There's a caveat worth noting. The theory relies on a strong assumption: the colonization kernels c(x,y) and γ(x,y) are everywhere positive and continuous. Real landscapes have barriers — rivers, roads, urban development — that break connectivity. The mathematical results may not apply when colonization is highly localized or when landscapes are fragmented below a threshold density. The simulations explore this partially by varying the Hurst exponent (which controls aggregation), but the theory assumes the underlying space is connected.
What's Next
Several questions remain open. The existence of a coexistence equilibrium in the continuous model — a stable state where both species persist indefinitely at fixed densities — is not proven. The researchers expect such an equilibrium exists when mutual invasibility holds, but the mathematical techniques used for single-species systems don't easily extend to the competitive case. This is a direction for future work.

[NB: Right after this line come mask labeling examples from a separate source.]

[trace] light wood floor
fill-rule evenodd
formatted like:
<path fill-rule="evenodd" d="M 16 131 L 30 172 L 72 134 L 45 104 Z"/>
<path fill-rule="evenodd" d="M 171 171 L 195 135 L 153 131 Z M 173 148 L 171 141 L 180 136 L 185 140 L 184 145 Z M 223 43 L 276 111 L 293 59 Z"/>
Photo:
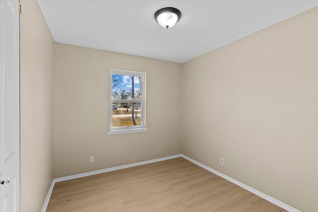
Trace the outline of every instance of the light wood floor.
<path fill-rule="evenodd" d="M 55 184 L 47 212 L 285 212 L 179 157 Z"/>

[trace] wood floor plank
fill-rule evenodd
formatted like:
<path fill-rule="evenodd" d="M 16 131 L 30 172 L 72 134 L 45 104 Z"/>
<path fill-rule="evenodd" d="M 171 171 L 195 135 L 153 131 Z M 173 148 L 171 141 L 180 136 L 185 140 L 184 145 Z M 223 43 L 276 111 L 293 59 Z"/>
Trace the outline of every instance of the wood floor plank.
<path fill-rule="evenodd" d="M 286 212 L 182 158 L 55 184 L 47 212 Z"/>

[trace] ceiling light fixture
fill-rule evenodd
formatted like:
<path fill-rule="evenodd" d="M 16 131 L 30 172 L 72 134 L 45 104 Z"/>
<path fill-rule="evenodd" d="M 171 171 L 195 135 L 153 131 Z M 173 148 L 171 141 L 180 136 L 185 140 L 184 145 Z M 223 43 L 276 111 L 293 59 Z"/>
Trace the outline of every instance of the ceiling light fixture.
<path fill-rule="evenodd" d="M 181 18 L 181 12 L 174 7 L 164 7 L 155 13 L 155 19 L 162 27 L 173 26 Z"/>

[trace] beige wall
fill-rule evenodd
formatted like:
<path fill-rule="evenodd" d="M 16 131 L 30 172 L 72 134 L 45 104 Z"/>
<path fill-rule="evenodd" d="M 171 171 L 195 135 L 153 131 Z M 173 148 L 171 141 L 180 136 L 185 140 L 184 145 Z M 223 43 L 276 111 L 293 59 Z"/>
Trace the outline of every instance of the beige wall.
<path fill-rule="evenodd" d="M 56 43 L 55 177 L 180 153 L 180 64 Z M 147 73 L 148 132 L 107 135 L 111 69 Z"/>
<path fill-rule="evenodd" d="M 20 211 L 41 211 L 53 179 L 54 41 L 36 1 L 21 1 Z"/>
<path fill-rule="evenodd" d="M 318 21 L 316 7 L 182 66 L 181 152 L 304 212 L 318 211 Z"/>

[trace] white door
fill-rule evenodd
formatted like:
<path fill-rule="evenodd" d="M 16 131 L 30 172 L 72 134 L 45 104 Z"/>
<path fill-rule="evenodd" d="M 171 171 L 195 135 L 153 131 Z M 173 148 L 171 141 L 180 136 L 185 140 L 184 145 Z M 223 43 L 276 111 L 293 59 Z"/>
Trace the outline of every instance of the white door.
<path fill-rule="evenodd" d="M 19 211 L 19 1 L 0 0 L 0 212 Z"/>

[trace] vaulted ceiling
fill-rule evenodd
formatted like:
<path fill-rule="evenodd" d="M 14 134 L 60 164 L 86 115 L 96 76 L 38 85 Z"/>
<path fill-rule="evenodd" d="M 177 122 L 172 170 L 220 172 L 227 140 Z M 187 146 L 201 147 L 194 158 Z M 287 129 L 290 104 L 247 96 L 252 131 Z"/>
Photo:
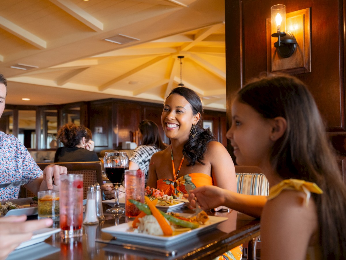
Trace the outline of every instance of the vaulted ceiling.
<path fill-rule="evenodd" d="M 184 85 L 206 108 L 226 109 L 224 0 L 0 0 L 0 6 L 7 104 L 162 103 L 180 82 L 183 56 Z M 131 41 L 104 40 L 114 36 Z"/>

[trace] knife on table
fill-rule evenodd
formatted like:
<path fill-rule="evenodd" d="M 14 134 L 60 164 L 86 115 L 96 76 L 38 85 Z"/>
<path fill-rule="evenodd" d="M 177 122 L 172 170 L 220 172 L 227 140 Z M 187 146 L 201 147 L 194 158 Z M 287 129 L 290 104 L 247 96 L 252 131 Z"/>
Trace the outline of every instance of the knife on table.
<path fill-rule="evenodd" d="M 20 186 L 26 184 L 28 183 L 28 181 L 26 180 L 23 180 L 21 181 L 13 181 L 12 182 L 7 182 L 6 183 L 2 183 L 0 184 L 0 188 L 9 188 L 12 187 L 16 187 L 17 186 Z"/>

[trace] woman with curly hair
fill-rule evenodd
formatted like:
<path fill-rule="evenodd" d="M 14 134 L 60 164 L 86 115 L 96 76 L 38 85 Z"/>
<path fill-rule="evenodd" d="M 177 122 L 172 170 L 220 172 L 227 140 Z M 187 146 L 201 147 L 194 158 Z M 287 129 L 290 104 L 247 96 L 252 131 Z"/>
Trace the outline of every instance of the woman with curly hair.
<path fill-rule="evenodd" d="M 175 198 L 193 188 L 215 185 L 235 191 L 235 170 L 229 154 L 203 128 L 201 99 L 184 87 L 172 90 L 161 116 L 165 133 L 171 140 L 167 148 L 154 154 L 149 166 L 148 186 Z"/>
<path fill-rule="evenodd" d="M 57 136 L 57 139 L 64 146 L 56 150 L 54 162 L 99 161 L 97 155 L 93 151 L 94 141 L 91 140 L 91 132 L 88 128 L 69 123 L 59 129 Z"/>

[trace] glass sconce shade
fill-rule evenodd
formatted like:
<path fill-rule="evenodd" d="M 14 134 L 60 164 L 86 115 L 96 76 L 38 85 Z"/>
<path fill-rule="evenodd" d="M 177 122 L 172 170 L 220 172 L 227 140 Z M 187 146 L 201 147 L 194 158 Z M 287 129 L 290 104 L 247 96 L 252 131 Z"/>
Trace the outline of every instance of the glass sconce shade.
<path fill-rule="evenodd" d="M 274 34 L 286 32 L 286 7 L 276 5 L 270 8 L 271 23 L 272 36 Z"/>

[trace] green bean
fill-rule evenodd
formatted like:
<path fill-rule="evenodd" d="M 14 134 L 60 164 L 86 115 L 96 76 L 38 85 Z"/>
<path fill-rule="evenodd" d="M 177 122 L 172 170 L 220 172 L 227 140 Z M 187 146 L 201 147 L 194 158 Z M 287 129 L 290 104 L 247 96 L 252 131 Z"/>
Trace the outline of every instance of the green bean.
<path fill-rule="evenodd" d="M 163 215 L 163 216 L 167 219 L 167 220 L 169 221 L 173 222 L 176 225 L 181 226 L 184 227 L 189 227 L 191 229 L 197 228 L 199 226 L 199 224 L 198 223 L 190 222 L 189 221 L 186 221 L 185 220 L 181 219 L 180 218 L 176 218 L 175 217 L 174 217 L 171 215 L 165 214 L 161 210 L 160 211 L 160 213 Z"/>
<path fill-rule="evenodd" d="M 139 201 L 135 200 L 129 200 L 129 201 L 131 203 L 133 203 L 138 208 L 138 209 L 142 210 L 147 215 L 151 215 L 151 211 L 149 208 L 149 206 L 146 204 L 144 203 L 141 203 Z"/>
<path fill-rule="evenodd" d="M 139 201 L 137 201 L 137 200 L 129 200 L 130 202 L 135 204 L 140 210 L 144 211 L 147 215 L 151 215 L 151 211 L 149 206 L 143 203 L 141 203 Z M 182 227 L 188 227 L 191 229 L 197 228 L 199 226 L 199 225 L 198 223 L 190 222 L 189 221 L 183 220 L 183 219 L 181 219 L 180 218 L 177 218 L 171 215 L 166 214 L 160 210 L 159 210 L 159 211 L 160 211 L 160 213 L 165 218 L 167 219 L 167 220 L 174 223 L 176 225 L 180 226 Z"/>

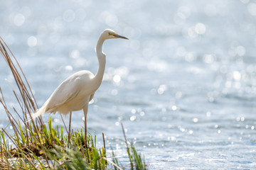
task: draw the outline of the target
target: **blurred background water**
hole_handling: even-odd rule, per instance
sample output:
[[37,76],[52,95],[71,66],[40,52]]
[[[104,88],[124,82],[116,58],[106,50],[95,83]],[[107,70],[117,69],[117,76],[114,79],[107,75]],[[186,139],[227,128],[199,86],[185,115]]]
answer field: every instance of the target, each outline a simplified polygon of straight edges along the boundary
[[[255,1],[0,0],[0,26],[39,106],[73,73],[96,73],[104,29],[129,38],[105,42],[87,118],[121,160],[123,123],[149,169],[255,169]],[[1,87],[18,107],[6,79],[15,86],[0,59]],[[82,118],[73,113],[73,128]]]

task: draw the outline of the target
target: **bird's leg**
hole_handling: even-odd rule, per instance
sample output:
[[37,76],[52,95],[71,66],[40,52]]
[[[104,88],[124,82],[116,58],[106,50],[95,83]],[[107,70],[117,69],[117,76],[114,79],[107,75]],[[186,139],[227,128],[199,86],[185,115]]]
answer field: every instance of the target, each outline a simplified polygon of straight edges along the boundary
[[83,108],[84,114],[85,114],[85,147],[87,147],[87,113],[88,111],[88,104],[87,104]]
[[70,128],[71,128],[71,116],[72,116],[72,111],[70,111],[70,123],[68,127],[68,143],[70,142]]
[[87,147],[87,113],[88,111],[88,103],[87,103],[83,108],[84,114],[85,114],[85,143],[86,148],[86,153],[87,155],[87,161],[90,163],[89,154],[88,154],[88,147]]

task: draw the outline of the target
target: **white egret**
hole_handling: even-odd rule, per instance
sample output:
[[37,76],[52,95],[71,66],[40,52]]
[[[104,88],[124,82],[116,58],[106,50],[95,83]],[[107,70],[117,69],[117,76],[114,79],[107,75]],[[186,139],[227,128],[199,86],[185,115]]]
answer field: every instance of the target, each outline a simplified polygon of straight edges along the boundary
[[[63,115],[70,113],[71,119],[72,111],[82,109],[85,114],[85,142],[87,146],[86,122],[88,103],[101,84],[106,64],[106,55],[102,50],[102,45],[105,40],[113,38],[129,40],[112,30],[105,30],[100,36],[95,49],[99,62],[99,68],[96,75],[90,71],[82,70],[68,77],[57,87],[43,106],[32,115],[32,118],[47,113],[55,114],[58,112]],[[68,135],[70,135],[70,132]]]

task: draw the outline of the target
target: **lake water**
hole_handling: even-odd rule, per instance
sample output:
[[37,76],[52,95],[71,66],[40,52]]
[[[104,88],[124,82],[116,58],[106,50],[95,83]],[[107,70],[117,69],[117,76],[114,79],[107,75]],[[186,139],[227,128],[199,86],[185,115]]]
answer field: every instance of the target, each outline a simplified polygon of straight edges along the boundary
[[[0,0],[0,35],[39,106],[73,73],[97,72],[104,29],[130,39],[105,42],[87,118],[99,145],[104,132],[122,161],[121,123],[149,169],[256,169],[255,1]],[[18,107],[6,79],[15,86],[0,59],[0,85]],[[73,115],[73,128],[83,127],[82,112]]]

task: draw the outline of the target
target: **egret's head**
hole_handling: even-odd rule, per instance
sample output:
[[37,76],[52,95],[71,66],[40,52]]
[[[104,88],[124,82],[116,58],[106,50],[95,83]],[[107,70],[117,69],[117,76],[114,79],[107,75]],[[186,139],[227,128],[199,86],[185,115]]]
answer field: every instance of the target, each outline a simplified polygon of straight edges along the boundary
[[123,38],[123,39],[129,40],[127,38],[122,36],[110,29],[105,30],[102,35],[105,37],[106,40],[112,39],[112,38]]

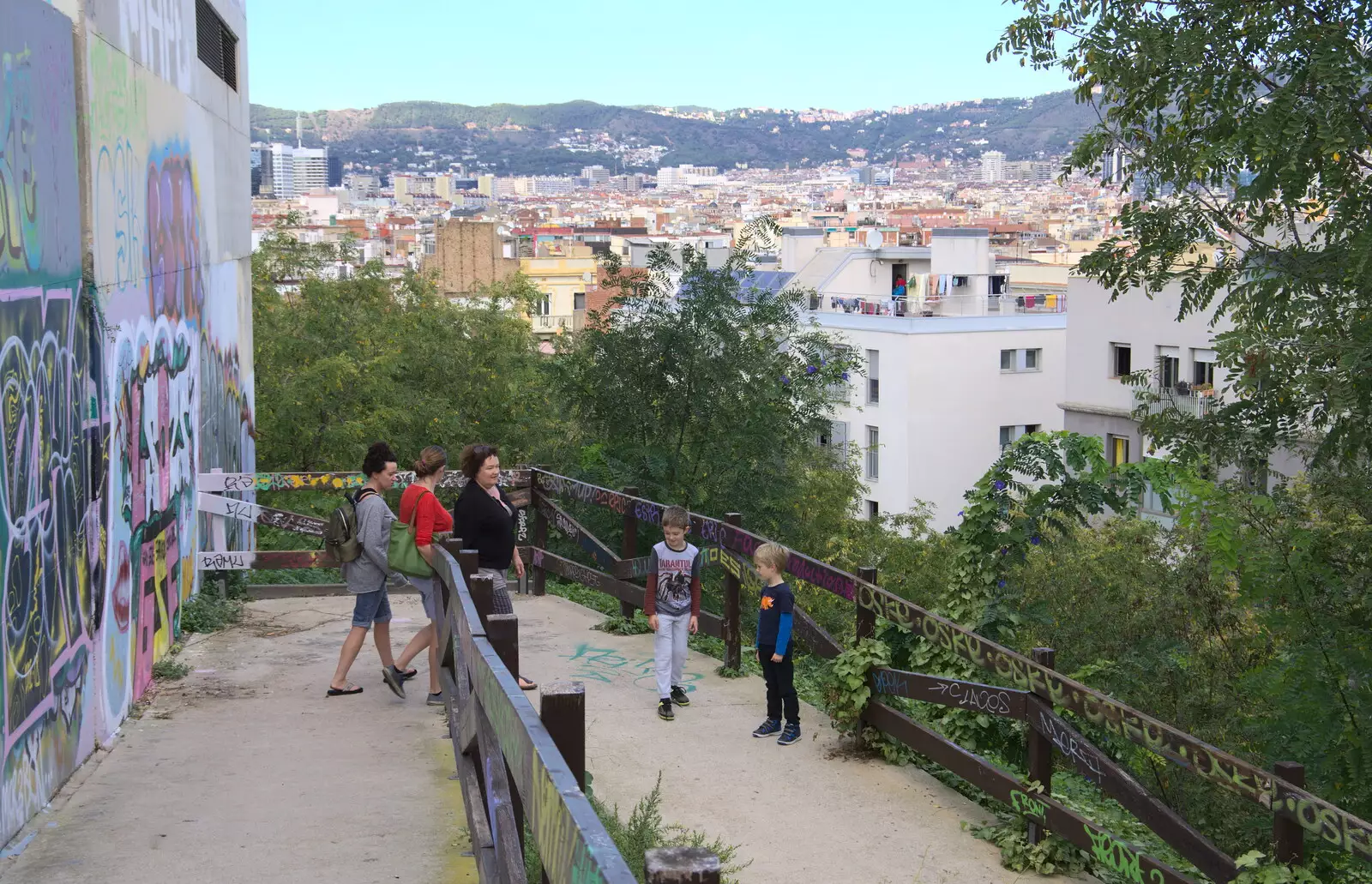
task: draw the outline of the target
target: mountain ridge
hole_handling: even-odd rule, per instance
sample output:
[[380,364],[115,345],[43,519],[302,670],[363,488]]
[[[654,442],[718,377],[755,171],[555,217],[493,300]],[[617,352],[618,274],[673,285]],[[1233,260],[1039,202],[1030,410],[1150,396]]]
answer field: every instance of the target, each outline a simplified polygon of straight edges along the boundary
[[[370,108],[302,111],[306,146],[328,144],[344,162],[380,172],[464,162],[495,174],[565,174],[604,165],[652,172],[663,165],[819,166],[849,158],[889,163],[923,154],[1007,159],[1061,155],[1096,122],[1072,92],[870,111],[849,119],[820,111],[698,106],[391,102]],[[251,106],[254,140],[295,140],[296,111]],[[423,148],[423,152],[420,152]],[[429,159],[432,158],[432,159]]]

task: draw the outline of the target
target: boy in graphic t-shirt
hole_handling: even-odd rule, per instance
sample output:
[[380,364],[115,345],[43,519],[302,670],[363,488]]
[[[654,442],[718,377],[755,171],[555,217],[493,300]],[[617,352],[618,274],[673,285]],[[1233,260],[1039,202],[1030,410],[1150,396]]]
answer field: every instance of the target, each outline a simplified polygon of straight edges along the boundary
[[657,717],[676,718],[672,703],[690,706],[682,686],[686,668],[686,634],[700,625],[700,550],[686,542],[690,516],[681,507],[663,513],[663,542],[653,546],[648,566],[643,614],[653,627],[657,668]]
[[[757,611],[757,662],[767,681],[767,721],[753,732],[770,737],[778,730],[778,745],[800,740],[800,700],[796,699],[794,662],[790,656],[790,622],[796,597],[782,579],[790,555],[777,544],[763,544],[753,553],[753,566],[763,579],[761,608]],[[781,726],[785,712],[786,726]]]

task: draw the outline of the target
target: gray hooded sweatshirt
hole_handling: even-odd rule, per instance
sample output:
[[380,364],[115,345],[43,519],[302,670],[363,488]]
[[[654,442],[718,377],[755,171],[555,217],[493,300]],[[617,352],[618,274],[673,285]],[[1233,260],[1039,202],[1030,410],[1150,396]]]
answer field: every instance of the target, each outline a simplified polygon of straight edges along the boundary
[[[362,555],[343,563],[343,579],[350,593],[375,593],[391,577],[387,550],[395,515],[380,494],[366,494],[357,502],[357,539]],[[397,581],[399,582],[399,581]]]

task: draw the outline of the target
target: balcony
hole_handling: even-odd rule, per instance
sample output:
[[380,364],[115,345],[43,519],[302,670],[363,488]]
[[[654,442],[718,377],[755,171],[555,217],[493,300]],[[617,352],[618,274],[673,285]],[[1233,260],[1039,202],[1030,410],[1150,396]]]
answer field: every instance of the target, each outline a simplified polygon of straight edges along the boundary
[[1150,415],[1179,412],[1187,417],[1206,417],[1220,409],[1220,399],[1213,388],[1194,390],[1184,382],[1174,387],[1144,387],[1135,393],[1135,399],[1147,406]]
[[1066,313],[1067,296],[1059,294],[945,295],[912,301],[830,292],[809,299],[816,313],[858,313],[896,318],[949,316],[1033,316]]
[[535,314],[535,335],[561,335],[564,332],[580,331],[586,325],[586,310],[572,310],[560,314]]

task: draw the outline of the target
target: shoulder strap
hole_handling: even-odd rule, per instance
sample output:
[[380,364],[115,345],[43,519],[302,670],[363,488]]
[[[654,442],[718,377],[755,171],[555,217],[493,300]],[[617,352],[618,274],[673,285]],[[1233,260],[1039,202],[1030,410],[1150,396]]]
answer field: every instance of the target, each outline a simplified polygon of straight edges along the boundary
[[424,489],[424,493],[414,498],[414,509],[410,511],[410,534],[414,533],[414,520],[420,516],[420,501],[424,500],[424,494],[432,494],[434,491]]

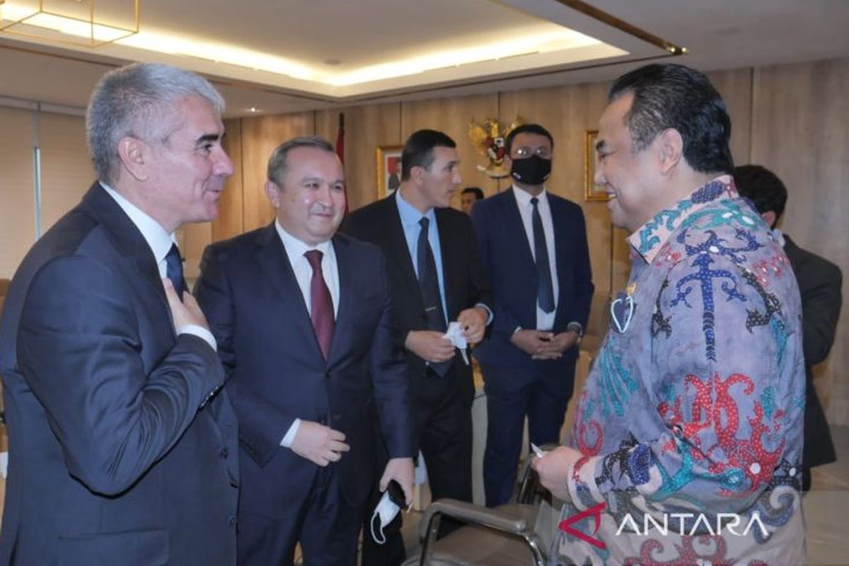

The relationship between the continuous and discrete models deserves further investigation. The finding that averaging underestimates persistence suggests that simplified models have systematic biases. But the bias isn't uniform — it depends on the spatial structure of heterogeneity. Quantifying this bias more precisely, and developing correction factors for the discrete model, would make the theory more useful for practitioners.
The paper focuses on two species, but real ecosystems host many. The stochastic patch model in principle allows any number of species, and the convergence result extends to arbitrary S. Extending the persistence theory to many species is mathematically challenging — the interaction structure becomes complex — but ecologically essential.
Perhaps most importantly, the framework needs empirical validation. The model makes predictions about which species should coexist under which landscape configurations. Testing these predictions against real communities — in grasslands, forests, or marine systems — would determine whether the mathematics captures ecological reality. The simulation study here is a proof of concept; the real test is in the field.
For now, the paper offers a rigorous demonstration of something ecological intuition has long suspected: that variation, not uniformity, supports life. The landscapes we create — through agriculture, urbanization, conservation — are not just backdrops for ecological dynamics. They are active participants, shaping which species survive and which vanish. The mathematics confirms that a patchwork world is not a degraded one. It is, in a precise sense, a more hospitable one.
The implications for conservation are concrete. Protecting biodiversity means more than preserving large, uniform reserves. It means maintaining the mosaic — the mix of habitats, the edges and boundaries, the variation that creates opportunity. A soybean field next to remnant prairie is not just two habitats sharing a border. It is a complex interface where species adapted to disturbance and species adapted to stability can, given the right conditions, negotiate a shared future. The mathematics, at least, says this negotiation is possible.